Hi. I got following error when I use stringtie. with repeatmasker annotation gff file and RNA-seq bam files which is already sorted with samtools.
GFF Error: overlapping duplicate dispersed_repeat feature (ID=461)
GFF Error: overlapping duplicate dispersed_repeat feature (ID=712)
GFF Error: overlapping duplicate dispersed_repeat feature (ID=1013)
...
GFF Error: overlapping duplicate dispersed_repeat feature (ID=128998)
I generated the repeatmasker annotation from following file in the link https://hgdownload.soe.ucsc.edu/goldenPath/hs1/bigZips/hs1.repeatMasker.out.gz and convert gff file with rmOutToGFF3.pl.
When I checked the duplicates in the original hs1.repeatMasker.out, there is many duplicates in the ID column top right like below (461).
SW perc perc perc query position in query matching repeat position in repeat
score div. del. ins. sequence begin end (left) repeat class/family begin end (left) ID
321 23.6 6.2 0.0 chrX 306885 306990 (153952576) C L1M4c LINE/L1 (4017) 2367 2255 459
713 10.8 0.0 0.0 chrX 307028 307129 (153952437) C AluJo SINE/Alu (91) 221 120 460
1486 18.5 5.6 4.3 chrX 307210 307577 (153951989) C MLT1C2 LTR/ERVL-MaLR (47) 414 42 461
1610 21.0 4.8 3.2 chrX 307562 307970 (153951596) C MLT1C2 LTR/ERVL-MaLR (40) 421 6 461
1171 22.5 5.0 3.0 chrX 307986 308315 (153951251) C MLT1C2 LTR/ERVL-MaLR (124) 337 1 462
I am learning the analysis for transposable element from this article (https://www.nature.com/articles/s41588-019-0373-3), What do you think how the author deal with this problem?

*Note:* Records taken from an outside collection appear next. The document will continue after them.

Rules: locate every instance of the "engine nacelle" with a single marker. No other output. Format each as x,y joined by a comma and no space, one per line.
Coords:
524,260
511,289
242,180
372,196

Could you tell me how should I deal with this? Thanks in advance.
Well ... here is their code availability section:
https://www.nature.com/articles/s41588-019-0373-3#code-availability
I would ask the authors for those scripts. Most likely they applied some combination of interval filtering with existing tools.
I will say it is pretty darn ridiculous how in this day and age you have to request that the author gives you the scripts. I am going to test this out and ask the authors for the script.